Additional information

Ontologies/Controlled Vocabularies Supported

The list of ontologies/controlled vocabularies (CV) supported are:

PSI Mass Spectrometry CV (PSI-MS)
Experimental Factor Ontology (EFO).
Unimod protein modification database for mass spectrometry (UNIMOD)
PSI-MOD CV (PSI-MOD)
Cell line ontology (CLO)
Drosophila anatomy ontology (FBBT)
Cell ontology (CL)
Plant ontology (PO)
Uber-anatomy ontology (UBERON)
Zebrafish anatomy and development ontology (ZFA)
Zebrafish developmental stages ontology (ZFS)
Plant Environment Ontology (PEO)
FlyBase Developmental Ontology (FBdv)
Rat Strain Ontology (RSO)
Chemical Entities of Biological Interest Ontology (CHEBI)
NCBI organismal classification (NCBITaxon)
PATO - the Phenotype and Trait Ontology (PATO)
PRIDE Controlled Vocabulary (PRIDE)

Relations with other formats

SDRF-Proteomics is fully compatible with the SDRF file format part of MAGE-TAB. The MAGE-TAB is the file format to store the metadata and sample information on transcriptomics experiments. MAGE-TAB (MicroArray Gene Expression Tabular) is a standard format for storing and exchanging microarray and other high-throughput genomics data. It consists of two spreadsheets for each experiment: the Investigation Description Format (IDF) file and the Sample and Data Relationship Format (SDRF) file.

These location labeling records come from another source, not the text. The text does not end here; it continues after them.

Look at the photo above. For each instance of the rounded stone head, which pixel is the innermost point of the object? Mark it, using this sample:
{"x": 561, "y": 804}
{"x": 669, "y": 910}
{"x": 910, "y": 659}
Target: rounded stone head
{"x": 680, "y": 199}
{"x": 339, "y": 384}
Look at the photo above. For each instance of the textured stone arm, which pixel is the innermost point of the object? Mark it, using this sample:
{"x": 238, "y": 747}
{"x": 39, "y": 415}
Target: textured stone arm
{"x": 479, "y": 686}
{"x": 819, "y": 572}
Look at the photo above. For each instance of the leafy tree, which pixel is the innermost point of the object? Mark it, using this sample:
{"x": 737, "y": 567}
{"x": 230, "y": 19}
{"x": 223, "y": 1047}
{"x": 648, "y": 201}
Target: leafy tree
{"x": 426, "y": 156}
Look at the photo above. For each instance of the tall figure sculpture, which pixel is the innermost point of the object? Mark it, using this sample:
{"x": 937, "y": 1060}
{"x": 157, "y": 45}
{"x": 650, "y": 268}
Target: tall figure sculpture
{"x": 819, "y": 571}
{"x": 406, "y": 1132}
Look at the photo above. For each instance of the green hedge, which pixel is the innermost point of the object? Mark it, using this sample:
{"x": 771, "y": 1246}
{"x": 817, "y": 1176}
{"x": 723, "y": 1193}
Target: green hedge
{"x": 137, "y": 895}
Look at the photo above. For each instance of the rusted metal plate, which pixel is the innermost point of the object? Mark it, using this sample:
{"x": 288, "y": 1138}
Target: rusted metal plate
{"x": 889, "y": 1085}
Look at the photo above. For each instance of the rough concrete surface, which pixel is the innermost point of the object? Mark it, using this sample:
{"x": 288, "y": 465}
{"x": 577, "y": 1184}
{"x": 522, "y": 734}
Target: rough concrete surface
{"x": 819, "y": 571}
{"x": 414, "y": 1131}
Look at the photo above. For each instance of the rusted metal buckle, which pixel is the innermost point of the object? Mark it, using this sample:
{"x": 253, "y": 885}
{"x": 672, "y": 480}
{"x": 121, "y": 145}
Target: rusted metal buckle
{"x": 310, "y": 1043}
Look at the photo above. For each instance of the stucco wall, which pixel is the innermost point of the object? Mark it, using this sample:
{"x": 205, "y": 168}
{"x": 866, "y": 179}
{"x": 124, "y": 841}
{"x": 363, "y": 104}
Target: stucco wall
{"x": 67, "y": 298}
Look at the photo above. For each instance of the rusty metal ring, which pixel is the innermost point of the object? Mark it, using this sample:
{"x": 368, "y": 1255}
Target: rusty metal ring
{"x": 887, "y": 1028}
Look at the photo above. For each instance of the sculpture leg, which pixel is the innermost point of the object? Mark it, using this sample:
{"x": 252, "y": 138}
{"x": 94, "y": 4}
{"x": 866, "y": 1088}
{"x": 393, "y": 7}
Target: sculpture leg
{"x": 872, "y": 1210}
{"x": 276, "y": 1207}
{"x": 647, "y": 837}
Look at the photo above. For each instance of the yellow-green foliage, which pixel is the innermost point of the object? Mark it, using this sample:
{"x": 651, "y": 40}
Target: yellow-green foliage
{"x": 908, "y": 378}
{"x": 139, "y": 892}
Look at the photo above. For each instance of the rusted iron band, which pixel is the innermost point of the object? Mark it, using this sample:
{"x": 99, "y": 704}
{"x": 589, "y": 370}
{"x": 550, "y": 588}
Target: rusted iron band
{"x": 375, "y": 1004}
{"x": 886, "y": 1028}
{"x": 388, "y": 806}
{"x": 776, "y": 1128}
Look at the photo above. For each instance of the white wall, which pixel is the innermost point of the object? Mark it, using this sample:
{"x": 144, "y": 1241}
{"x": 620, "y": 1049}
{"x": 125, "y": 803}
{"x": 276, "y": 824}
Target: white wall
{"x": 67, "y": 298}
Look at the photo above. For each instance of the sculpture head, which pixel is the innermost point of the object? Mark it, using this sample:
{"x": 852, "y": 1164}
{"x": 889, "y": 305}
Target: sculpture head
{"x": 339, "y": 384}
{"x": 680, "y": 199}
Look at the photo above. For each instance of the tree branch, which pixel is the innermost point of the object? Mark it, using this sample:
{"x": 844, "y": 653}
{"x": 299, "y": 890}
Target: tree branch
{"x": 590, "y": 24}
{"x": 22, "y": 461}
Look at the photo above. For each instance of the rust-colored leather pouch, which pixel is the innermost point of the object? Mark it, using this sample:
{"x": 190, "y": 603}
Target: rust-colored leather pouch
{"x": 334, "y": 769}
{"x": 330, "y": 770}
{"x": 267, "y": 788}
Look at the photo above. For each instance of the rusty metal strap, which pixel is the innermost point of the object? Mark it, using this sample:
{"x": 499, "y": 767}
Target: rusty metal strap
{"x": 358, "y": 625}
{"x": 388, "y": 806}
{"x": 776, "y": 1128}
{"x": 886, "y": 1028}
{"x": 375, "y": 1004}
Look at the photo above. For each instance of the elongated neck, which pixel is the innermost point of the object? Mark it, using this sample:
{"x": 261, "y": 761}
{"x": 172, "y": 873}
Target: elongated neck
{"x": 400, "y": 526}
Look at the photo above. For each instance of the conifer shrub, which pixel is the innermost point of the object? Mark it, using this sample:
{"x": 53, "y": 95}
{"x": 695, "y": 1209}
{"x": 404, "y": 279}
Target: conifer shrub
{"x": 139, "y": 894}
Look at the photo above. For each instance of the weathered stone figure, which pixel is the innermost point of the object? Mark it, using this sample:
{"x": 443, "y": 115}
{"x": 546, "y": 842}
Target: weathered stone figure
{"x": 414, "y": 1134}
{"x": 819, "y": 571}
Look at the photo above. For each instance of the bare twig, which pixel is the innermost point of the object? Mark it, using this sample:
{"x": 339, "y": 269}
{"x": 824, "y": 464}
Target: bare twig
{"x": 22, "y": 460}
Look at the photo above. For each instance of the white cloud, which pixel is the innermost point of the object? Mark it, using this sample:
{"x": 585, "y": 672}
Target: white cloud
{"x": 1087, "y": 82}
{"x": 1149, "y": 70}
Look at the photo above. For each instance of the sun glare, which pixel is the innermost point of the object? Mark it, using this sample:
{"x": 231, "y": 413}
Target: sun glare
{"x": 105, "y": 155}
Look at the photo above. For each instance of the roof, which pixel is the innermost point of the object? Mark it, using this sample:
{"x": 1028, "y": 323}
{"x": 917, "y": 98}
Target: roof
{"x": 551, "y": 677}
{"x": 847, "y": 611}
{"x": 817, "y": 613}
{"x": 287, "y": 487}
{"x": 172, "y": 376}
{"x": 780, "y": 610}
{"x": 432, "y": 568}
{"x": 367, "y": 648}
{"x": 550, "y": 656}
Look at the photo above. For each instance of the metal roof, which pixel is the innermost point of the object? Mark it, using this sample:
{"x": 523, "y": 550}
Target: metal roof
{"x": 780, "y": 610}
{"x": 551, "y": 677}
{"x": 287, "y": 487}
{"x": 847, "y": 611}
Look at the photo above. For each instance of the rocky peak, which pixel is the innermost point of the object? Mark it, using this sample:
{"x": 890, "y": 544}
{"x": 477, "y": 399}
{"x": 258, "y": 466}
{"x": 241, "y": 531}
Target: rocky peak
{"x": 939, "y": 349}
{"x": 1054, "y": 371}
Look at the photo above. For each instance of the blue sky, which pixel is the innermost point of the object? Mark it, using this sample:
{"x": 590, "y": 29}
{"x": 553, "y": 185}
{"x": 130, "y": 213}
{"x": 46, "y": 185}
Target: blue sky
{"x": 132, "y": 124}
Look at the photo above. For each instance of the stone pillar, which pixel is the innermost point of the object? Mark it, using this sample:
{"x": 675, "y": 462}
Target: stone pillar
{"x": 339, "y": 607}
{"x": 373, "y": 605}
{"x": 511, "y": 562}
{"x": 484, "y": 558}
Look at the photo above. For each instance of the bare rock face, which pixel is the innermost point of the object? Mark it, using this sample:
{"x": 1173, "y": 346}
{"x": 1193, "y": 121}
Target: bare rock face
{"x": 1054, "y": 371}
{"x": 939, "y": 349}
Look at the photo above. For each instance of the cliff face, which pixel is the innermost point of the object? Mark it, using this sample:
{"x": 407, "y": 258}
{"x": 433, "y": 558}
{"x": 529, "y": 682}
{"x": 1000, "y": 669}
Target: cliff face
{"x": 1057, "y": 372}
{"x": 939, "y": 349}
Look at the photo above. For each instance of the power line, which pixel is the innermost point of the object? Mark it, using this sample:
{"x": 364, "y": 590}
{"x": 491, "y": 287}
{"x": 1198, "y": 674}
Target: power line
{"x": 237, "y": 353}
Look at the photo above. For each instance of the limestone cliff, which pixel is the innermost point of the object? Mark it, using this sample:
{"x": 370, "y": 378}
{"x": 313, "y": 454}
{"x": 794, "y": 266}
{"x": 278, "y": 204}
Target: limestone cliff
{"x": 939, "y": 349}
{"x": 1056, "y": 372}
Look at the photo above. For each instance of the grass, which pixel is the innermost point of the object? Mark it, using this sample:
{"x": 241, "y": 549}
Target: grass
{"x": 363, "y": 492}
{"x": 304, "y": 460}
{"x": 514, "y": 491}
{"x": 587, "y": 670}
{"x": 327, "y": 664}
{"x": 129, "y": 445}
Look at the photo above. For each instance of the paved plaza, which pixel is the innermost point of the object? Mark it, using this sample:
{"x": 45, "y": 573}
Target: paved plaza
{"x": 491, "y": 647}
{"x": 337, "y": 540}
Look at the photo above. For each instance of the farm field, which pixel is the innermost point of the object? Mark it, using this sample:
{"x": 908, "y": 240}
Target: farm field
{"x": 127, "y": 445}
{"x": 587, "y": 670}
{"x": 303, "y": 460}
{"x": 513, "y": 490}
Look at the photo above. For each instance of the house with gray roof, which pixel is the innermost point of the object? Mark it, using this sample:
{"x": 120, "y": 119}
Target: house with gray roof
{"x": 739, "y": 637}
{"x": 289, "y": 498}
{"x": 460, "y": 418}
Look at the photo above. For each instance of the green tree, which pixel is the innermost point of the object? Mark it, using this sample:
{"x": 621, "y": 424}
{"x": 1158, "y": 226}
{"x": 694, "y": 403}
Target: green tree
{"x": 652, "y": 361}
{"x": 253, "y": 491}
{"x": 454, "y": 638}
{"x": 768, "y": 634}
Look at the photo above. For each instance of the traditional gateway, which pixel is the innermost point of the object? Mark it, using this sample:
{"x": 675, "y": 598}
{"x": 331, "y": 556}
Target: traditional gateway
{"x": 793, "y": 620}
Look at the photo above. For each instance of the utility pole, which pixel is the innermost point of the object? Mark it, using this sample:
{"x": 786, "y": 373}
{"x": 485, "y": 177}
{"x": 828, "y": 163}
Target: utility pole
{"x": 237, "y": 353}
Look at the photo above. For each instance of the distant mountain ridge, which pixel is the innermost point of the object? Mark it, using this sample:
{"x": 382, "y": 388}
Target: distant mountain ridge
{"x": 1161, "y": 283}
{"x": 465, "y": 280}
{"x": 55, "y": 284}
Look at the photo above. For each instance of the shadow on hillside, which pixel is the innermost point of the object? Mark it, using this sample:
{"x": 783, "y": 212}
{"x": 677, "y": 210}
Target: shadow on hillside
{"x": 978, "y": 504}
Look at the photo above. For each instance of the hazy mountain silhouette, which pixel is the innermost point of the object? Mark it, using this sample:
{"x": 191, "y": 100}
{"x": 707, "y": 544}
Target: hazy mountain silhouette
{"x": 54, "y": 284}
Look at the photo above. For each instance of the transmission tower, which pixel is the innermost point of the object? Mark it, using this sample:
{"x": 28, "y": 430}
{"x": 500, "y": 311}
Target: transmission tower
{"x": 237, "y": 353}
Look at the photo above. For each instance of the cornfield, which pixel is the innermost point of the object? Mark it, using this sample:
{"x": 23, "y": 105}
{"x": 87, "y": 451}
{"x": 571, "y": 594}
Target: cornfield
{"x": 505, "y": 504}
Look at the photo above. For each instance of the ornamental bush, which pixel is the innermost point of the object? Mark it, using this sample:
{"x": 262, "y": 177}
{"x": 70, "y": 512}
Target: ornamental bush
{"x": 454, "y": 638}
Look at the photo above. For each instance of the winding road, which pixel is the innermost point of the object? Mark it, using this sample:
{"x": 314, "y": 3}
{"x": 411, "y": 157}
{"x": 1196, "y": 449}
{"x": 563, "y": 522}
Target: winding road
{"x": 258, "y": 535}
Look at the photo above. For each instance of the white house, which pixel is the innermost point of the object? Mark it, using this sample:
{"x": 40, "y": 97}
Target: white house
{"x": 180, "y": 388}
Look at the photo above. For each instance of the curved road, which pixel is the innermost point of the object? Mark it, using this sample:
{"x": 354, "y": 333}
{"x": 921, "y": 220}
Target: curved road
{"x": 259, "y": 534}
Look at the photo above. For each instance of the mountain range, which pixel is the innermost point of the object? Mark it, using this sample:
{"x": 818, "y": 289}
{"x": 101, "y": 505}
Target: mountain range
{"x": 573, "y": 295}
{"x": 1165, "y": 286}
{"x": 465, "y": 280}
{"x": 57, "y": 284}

The IDF file contains general information about the experiment, such as the project title, description, and funding sources, as well as details about the experimental design, such as the type of technology used, the organism studied, and the experimental conditions. The SDRF file contains detailed information about the samples and the data generated from them, including sample annotations, data file locations, and data processing parameters. It also defines the relationships between samples, such as replicates or time-course experiments. Together, the IDF and SDRF files provide a complete description of the experiment and the data generated from it, allowing researchers to share and compare their data with others in a standardized and interoperable format.

SDRF-Proteomics sample information can be embedded into mzTab metadata files. The mzTab (Mass Spectrometry Tabular) format is a standard format for reporting the results of proteomics and metabolomics experiments. It can be used to store information such as protein identification, peptide sequences, and quantitation results. The mzTab format allows for the embedding of sample metadata into the file, which includes information about the samples and the experimental conditions. This metadata can be derived from the Sample and Data Relationship Format (SDRF) file in a proteomics experiment. In the mzTab format, sample metadata is stored in a separate section called the “metadata section,” which contains a list of key-value pairs that describe the samples. The keys in the metadata section correspond to the column names in the SDRF file, and the values correspond to the values in the Sample cells. By embedding sample metadata into the mzTab file, researchers can ensure that all relevant information about the experiment is stored in a single file, making it easier to share and compare data with others.

Documentation

The official website for SDRF-Proteomics project is https://github.com/bigbio/proteomics-sample-metadata. New use cases, changes to the specification and examples can be added by using Pull requests or issues in GitHub (see introduction to GitHub).

A set of examples and annotated projects from ProteomeXchange can be found here

Multiple tools have been implemented to validate SDRF-Proteomics files:

sdrf-pipelines (Python): This tool allows a user to validate an SDRF-Proteomics file. In addition, it allows a user to convert SDRF to other popular pipelines and software configuration files such as: MaxQuant or OpenMS.
jsdrf (Java): This Java library and tool allows a user to validate SDRF-Proteomics files. It also includes a generic data model that can be used by Java applications.